今日仕事の後友達(元同僚Aちゃん)とヨガスタジオ起業の話を一緒に聞きにゆき、やはりちょっと難しいよね…ということを確信。ちょっとしらなすぎるなあ。とても気持ちはよい人なんだけど…力も貸したいし、育てていただけたらうれしいんだけど…素人の経営できるものじゃないんだよ~。そこに無理がある。
素人が素人を集めてやるなんて、ちょっと甘い。
お客さんはたとえ素人でも、素人を見抜けないほどものがわからないわけじゃない。生徒さんって侮ってはいけない。大人なんだもの。ひきだしがからっぽかどうかなんかすぐにバレちゃう。
それは私だって同じこと。自信をもって教えてるかどうかなんかすぐわかっちゃう。
さらに教えすらしたことのない子を踊れるというだけで使うなんて…ああ…どうなっちゃうんだ。

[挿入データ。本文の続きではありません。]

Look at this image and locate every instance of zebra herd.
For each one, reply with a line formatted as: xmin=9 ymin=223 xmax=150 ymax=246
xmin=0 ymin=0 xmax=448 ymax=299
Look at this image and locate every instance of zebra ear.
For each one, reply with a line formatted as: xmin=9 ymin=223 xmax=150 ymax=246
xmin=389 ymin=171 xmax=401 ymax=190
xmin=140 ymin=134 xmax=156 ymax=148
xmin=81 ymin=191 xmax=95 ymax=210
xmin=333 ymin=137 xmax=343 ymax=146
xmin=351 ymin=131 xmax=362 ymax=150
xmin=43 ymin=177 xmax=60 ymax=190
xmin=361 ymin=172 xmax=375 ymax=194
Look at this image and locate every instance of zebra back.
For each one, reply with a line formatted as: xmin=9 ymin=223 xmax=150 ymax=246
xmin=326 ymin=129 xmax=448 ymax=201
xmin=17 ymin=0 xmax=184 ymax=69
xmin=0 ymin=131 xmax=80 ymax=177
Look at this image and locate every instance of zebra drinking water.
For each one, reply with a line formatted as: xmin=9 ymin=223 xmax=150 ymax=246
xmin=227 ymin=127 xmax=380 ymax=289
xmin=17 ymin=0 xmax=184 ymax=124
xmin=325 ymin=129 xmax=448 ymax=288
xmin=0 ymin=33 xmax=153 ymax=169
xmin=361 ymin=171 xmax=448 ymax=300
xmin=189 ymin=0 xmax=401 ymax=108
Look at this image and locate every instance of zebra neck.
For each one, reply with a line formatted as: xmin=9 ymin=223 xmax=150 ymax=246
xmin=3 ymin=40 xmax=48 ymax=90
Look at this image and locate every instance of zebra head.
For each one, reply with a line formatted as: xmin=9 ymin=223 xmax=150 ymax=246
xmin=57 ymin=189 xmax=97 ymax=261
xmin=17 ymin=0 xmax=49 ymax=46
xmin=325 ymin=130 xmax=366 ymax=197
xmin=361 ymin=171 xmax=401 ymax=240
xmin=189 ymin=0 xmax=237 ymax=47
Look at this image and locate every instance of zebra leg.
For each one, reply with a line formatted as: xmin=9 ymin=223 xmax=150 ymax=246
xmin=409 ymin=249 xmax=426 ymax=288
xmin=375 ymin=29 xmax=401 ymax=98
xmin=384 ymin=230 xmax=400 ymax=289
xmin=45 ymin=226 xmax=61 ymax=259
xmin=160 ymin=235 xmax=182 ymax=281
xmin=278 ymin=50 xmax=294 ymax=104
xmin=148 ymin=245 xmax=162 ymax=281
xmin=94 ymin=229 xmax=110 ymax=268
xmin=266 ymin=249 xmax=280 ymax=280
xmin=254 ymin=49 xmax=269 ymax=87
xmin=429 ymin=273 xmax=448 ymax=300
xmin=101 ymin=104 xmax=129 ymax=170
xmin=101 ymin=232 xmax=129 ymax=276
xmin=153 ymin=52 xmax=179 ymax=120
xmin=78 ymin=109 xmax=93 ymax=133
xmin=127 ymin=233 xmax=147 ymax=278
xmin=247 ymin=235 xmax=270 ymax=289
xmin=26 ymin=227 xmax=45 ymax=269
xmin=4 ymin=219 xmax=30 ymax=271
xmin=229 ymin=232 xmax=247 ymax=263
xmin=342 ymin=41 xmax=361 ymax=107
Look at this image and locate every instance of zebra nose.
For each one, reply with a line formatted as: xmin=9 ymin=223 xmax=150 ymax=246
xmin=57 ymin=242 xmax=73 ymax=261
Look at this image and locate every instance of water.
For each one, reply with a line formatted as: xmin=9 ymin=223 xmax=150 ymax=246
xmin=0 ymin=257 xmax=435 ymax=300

一生懸命だし成功してほしいと思う。でもすごく…夢物語の部分が多すぎて。
だからって口出しできる立場にもない。

まぁ…やるとなったら全力で学んで恥ずかしくない、嘘のない仕事をやるだけ。…なんだけど。


一週間忙しかったのに今日も帰りがこんな時間。次の休みはいつなんだろ。舞台終わるまでは…ないかも。うわあ。なんだかテンションが高くなる。
とことんやるぞ、っていう感じに。



元いたスタジオの噂をまた聞いて、ちょっとおかしかった。
やっぱりひとところで澱んでいなくてよかった。
「イチ抜けてよかった」とかそんな意地悪なイミじゃなくて。
これからの私への。

藍錆のソラ

やっぱりからっぽにはなった。

慣れたけど、本当の、芯のどこかはきっと慣れてない。
当たり前だ。そんなに単純じゃあないのだもの。

また自由になる感じを味わって、少し軽くなった(きっとからっぽになったことはここでよい役目を果たしてる)心臓をひらく。
満ちる空気はちゃんと甘い。

そして、桃色の空。
お祭りの、ピンクの色がついた綿菓子をほぐして水に溶いたみたいな。


空が私を助けてくれるのはきっと、私が空を好きだから。
空はちゃんとそれを知っていて見上げるたび、思ってもみなかったような色や柔らかさを繰り広げてくれる。

胸がきゅっとなる。
そうくるか、って。

どうして、こんなに。
すごい。
美しいところ。



藍錆色の夜が来るまでどこかに寝転んであなたをみていたい。

恐いみたいだ。

あたしはどこかに繋がることができるかもしれない。
あたしはおかしくなっちゃうかもしれない。